BROOKLYN (PIX11) - Minimum wage workers in New York will soon notice a little extra in their paychecks. That’s because the state raised the minimum wage from $7.25 to $8 an hour for 2014.
Fast food workers went on strike several times in 2013 and at each of the rallies those minimum wage workers were asking for $15 an hour. So even though an $8 an hour minimum wage is more than the $7.25 mandated by the federal government, many say it’s still not enough to survive in New York.
Wafa Al-Shiri is just one of New York’s minimum wage workers who has struggled to get by.
Even though she’s thankful for the increase, Al-Shiri says it’s still not a “living wage”.
“Is 8-dollars an hour enough for minimum wage in New York? No it’s not,” Al-Shiri said. “Everything is going up now.”

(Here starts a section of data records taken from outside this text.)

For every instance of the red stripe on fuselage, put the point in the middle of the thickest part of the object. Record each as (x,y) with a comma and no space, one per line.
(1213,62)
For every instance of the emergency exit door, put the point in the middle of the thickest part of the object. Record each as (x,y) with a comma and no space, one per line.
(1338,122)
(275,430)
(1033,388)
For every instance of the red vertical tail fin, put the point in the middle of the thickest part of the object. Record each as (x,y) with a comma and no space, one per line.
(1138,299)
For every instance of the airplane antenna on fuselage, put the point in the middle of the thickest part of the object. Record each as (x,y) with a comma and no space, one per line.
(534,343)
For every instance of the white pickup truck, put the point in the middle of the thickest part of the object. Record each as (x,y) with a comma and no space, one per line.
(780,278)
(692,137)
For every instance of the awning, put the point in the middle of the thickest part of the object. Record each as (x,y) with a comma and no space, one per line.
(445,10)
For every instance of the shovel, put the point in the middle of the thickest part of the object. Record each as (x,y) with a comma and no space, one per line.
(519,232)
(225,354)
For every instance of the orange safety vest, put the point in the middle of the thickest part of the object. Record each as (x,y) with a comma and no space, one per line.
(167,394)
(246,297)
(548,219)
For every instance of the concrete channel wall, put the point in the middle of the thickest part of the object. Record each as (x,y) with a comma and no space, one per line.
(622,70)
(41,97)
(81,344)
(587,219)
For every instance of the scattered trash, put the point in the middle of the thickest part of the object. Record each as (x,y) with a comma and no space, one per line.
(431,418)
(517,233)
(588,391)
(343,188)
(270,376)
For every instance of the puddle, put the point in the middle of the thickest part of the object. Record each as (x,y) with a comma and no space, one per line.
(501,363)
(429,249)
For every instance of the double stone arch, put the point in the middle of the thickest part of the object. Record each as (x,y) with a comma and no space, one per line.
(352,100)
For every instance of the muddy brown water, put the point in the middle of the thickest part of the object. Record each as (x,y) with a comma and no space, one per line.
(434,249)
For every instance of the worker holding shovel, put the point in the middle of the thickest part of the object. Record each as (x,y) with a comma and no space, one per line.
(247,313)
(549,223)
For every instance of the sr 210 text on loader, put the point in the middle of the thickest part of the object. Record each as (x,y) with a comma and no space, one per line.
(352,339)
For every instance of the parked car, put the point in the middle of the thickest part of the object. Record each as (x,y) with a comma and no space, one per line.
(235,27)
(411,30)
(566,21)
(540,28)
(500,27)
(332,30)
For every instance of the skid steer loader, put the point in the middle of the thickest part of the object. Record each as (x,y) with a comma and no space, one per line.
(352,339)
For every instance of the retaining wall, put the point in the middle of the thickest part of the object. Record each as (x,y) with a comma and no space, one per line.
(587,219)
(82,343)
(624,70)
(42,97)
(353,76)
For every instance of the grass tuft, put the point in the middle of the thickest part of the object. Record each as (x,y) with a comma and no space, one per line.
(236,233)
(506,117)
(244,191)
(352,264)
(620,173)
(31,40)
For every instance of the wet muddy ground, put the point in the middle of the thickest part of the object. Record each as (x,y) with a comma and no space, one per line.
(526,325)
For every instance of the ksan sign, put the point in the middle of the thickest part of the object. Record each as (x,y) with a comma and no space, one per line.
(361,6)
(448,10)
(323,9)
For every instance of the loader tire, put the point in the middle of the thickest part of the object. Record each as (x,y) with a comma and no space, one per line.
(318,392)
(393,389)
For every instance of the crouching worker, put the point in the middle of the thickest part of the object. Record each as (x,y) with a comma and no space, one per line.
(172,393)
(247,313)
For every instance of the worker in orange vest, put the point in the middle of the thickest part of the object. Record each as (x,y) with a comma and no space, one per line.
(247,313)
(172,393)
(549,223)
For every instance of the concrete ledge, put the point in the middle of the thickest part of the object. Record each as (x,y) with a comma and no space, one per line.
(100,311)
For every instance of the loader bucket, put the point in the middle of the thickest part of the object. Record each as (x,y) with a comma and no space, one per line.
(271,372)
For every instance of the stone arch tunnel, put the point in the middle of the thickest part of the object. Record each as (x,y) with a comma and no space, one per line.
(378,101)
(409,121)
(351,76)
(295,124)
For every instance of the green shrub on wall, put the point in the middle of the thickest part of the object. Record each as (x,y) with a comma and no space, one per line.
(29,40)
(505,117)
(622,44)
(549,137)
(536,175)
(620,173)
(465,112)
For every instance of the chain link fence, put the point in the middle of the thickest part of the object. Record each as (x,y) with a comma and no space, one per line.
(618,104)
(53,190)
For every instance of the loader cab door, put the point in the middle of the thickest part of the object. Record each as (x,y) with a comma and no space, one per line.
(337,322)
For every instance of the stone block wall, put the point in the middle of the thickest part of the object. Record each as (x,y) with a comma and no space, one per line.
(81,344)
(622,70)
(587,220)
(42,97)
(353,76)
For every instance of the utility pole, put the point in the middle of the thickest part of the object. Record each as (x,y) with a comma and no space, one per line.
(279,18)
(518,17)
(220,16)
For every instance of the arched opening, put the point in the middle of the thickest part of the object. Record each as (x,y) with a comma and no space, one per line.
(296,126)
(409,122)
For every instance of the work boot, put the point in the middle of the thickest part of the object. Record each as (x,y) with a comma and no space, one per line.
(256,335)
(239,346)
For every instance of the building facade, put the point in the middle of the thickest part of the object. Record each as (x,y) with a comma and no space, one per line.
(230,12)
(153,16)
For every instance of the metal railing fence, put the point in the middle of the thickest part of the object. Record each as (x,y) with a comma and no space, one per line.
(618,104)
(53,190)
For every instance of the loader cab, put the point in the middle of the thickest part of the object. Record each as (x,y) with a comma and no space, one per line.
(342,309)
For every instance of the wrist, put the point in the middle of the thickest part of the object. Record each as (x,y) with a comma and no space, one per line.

Ana Duran is a mom who already made $8 an hour before the increase.
She says, at the end of the month, the extra 75 cents an hour won’t be enough to keep people from living paycheck to paycheck.
“It’s not good enough for me, especially because I’m a mom,” Duran said.
Some people like Laura Taylor, who makes more than minimum wage, agree.
“Nobody can’t live off eight dollars, especially young kids,” Taylor said. “ If they want to go out there on their own, how are they going to survive? You know how much rent is? Just for a studio is over a thousand dollars.”
Others, like Laurel Rush, think it is positive, however. “Is eight dollars an hour enough?” asked Rush. “It’s really not, but it’s a step in the right direction.”
This increase is the first of 3 minimum wage raises over the next two years in New York State.
By the end of the year New York’s lowest paid workers will make $8.75-per hour.
That number rises to $9 by the end of 2015.
“The fastest growing industry in the city is retail and fast food workers and it’s basically a race to the bottom,” said
Public Advocate Latisha James. “And that’s why there’s a drain on the economy in the city of New York.”
While opponents of the minimum wage increase say it could force businesses to layoff some of their employees, most of the people we spoke to were skeptical when it came to corporate giants like McDonald’s and Target. But they did have a little more sympathy for the mom and pop shops.